Typeclass Dictionary Internals

This guide documents how a definstance is lowered to C and, in particular, the rule for resolving a method field's C type -- including the case that historically miscompiled: a method whose return type is a closure.

Dictionary lowering

Each definstance C [T] emits, at file scope (see src/compiler/emit_stmt.c, EX_INSTANCE_DEF):

  1. A dictionary struct dict_<Class>_<TypeArgs> with one function-pointer field per method. The field's C signature mirrors the method impl's emitted C signature: return type, then one parameter slot per method parameter (poly-fn params become tur_poly_fn_t; by-pointer structs become const T *).
  2. A global singleton dict_<Class>_<TypeArgs>_singleton whose fields point at the per-instance method impls (__inst_<Class>_<method>_<TypeArgs>, or the binding name computed in elab_definstance).

Dispatch (EX_DICT with a method name, in src/compiler/emit_expr.c) loads the function-pointer field and the indirect-call path casts it to ret_t (*)(...) before invoking it. The dict-field type, the impl-signature type, and the call-site cast type must all agree -- they are three views of the same function pointer.

Method-field C-type resolution

The field's return type is chosen by the same priority emit_fns.c uses for the impl signature (emit_stmt.c):

  1. emit_carrier_return_override -- the body returns a by-value struct that resolves a dispatch tyvar (e.g. HasSchema decode -> User): use the struct.
  2. binding->type.as.fn.result_full_type -- the method's fn type carries a full return Type. This is the load-bearing path for closure returns (below).
  3. result_kind via emit_type_from_kind -- primitives and bare references.
  4. body->type fallback.

The closure-handle convention

A first-class closure value is carried as an int64_t at runtime: a handle to the heap fat-closure box { thunk, env... } (or, for a captureless lambda, a bare function pointer). This is the same handle TUR_APPLY0/1/2/... consume by reading the thunk from slot 0. type_c_name lowers closure carriers accordingly:

Why a closure-returning method needs result_full_type

When a method declares a function return type, e.g.

(defclass HasArr [a]
  (arr-of [self n : int] : (fn [int] int)))

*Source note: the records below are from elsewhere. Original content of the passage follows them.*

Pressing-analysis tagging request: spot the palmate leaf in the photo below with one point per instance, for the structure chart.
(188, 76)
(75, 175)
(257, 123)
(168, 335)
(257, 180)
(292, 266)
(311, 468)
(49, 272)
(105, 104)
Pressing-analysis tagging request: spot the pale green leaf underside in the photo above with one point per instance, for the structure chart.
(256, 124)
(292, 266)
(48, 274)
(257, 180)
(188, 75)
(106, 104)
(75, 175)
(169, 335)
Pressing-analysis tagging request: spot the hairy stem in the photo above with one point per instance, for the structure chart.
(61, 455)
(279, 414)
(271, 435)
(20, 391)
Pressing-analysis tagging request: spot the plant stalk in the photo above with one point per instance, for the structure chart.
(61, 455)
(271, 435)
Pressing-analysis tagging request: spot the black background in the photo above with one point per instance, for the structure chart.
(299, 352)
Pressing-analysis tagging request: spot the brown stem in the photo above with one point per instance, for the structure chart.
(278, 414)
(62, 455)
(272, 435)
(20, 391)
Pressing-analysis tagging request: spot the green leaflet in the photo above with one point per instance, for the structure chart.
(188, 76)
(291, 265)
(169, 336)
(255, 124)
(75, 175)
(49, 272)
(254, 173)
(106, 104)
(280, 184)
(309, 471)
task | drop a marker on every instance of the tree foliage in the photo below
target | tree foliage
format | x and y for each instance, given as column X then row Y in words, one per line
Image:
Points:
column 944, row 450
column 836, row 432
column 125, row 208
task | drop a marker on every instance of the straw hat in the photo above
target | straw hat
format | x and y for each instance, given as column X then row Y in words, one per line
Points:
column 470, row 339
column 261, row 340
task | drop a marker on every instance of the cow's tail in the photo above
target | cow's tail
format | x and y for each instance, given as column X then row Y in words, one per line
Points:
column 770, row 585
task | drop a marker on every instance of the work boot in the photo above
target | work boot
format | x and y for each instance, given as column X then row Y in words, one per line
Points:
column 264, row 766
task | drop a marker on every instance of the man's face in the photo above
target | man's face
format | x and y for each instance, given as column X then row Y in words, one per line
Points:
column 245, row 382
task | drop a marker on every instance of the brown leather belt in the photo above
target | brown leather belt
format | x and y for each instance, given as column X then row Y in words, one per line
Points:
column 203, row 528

the instance-method elaborator (elab_definstance, src/compiler/elab_typeclasses.c) builds the method's fn type with type_fn(param_kinds, n, return_type.kind). That stores only the return kind (TY_FN) and drops the full return Type. Without the full type, codegen falls back to emit_type_from_kind(TY_FN) -- a zeroed shell whose result kind is TY_UNKNOWN -- and the dict field / impl signature lower to an unknown-void carrier. The emitted impl then returns a closure handle from a void-returning function: a silent miscompile.

The fix mirrors the regular defn path ("Issue 1b" in elab_fns.c): when the declared return is a TY_FN, attach it as result_full_type so the carrier resolves to the int64_t closure handle. Three sites must agree, and all three now carry the handle:

Site File Carrier
dict struct field emit_stmt.c (EX_INSTANCE_DEF) int64_t (*m)(...)
method impl signature emit_fns.c static int64_t __inst_...
let-binding of the call result emit_expr.c (EX_LET) int64_t v = (int64_t)(intptr_t)(...)

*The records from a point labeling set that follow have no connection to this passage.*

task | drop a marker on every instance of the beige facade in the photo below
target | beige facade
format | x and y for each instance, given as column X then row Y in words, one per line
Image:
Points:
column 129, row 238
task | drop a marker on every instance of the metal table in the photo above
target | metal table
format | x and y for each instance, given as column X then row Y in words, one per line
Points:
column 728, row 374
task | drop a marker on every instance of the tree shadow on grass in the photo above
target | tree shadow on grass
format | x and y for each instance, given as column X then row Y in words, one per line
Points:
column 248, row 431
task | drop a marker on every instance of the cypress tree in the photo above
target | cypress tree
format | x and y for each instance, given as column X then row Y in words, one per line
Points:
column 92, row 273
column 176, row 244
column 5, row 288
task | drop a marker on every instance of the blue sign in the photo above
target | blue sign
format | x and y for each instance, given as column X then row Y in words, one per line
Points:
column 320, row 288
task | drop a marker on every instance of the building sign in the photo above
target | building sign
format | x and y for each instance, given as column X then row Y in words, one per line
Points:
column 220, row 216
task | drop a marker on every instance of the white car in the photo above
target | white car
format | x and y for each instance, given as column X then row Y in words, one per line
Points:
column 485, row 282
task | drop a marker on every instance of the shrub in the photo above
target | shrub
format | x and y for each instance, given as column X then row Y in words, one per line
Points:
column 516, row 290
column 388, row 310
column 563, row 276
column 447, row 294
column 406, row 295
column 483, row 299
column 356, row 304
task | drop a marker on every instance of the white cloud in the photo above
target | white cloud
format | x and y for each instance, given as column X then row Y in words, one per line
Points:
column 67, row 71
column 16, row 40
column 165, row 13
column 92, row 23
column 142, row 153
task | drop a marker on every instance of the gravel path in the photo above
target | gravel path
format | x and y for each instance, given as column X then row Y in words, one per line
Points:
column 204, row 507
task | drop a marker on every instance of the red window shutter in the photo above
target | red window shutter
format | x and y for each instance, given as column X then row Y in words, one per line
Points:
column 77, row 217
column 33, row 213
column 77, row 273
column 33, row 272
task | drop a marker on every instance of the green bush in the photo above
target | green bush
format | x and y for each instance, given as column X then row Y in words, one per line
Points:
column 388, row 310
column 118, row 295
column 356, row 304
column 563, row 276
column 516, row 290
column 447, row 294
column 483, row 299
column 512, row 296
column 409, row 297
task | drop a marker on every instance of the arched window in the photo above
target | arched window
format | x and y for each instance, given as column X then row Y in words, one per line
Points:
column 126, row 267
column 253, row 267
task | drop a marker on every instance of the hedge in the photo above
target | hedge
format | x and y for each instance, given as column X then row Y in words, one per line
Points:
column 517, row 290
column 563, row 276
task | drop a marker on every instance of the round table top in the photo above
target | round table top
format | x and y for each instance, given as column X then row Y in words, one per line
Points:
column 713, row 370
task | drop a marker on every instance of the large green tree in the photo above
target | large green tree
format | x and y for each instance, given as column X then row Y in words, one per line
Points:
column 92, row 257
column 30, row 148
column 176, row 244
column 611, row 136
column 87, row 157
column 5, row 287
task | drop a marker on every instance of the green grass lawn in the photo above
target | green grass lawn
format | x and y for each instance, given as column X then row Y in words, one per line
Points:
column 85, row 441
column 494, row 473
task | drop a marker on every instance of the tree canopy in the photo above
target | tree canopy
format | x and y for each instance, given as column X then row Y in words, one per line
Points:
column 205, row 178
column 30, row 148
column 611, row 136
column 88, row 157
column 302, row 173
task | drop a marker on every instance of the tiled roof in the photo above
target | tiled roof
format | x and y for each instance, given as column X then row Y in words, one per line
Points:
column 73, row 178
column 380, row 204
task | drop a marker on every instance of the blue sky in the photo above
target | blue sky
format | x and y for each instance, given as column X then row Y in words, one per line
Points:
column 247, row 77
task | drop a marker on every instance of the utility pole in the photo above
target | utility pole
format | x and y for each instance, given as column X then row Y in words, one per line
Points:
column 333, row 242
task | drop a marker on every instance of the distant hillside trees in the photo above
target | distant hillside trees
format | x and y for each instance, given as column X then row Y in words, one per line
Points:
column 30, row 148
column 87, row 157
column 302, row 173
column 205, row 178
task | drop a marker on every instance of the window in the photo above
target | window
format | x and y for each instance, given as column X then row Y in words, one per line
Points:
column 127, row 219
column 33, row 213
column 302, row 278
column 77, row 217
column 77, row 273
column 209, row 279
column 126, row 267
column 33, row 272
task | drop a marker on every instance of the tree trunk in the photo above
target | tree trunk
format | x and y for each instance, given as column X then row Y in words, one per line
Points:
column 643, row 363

For a curried return (a closure returning a closure) the result_full_type is a TY_FN whose result kind is again TY_FN; type_c_name's curried-closure rule (above) carries it as int64_t rather than recursing to unknown-void.

Calling a closure returned from a method

The returned handle obeys the usual captureless-vs-fat distinction:

The tests/fixtures/instance-closure-return-* fixtures cover both, plus int and struct captures, curried returns, and two methods composed at the call site.

definstance is idempotent (reload-safe)

A definstance C [T] form is idempotent: re-running it -- whether at the REPL, via (reload), or by re-loading a module -- replaces the singleton entry in the instance table rather than appending a duplicate. The most recent elaboration wins. This means a typeclass-heavy session can call (reload) freely without instance already defined errors and without ambiguous resolution caused by stale duplicates.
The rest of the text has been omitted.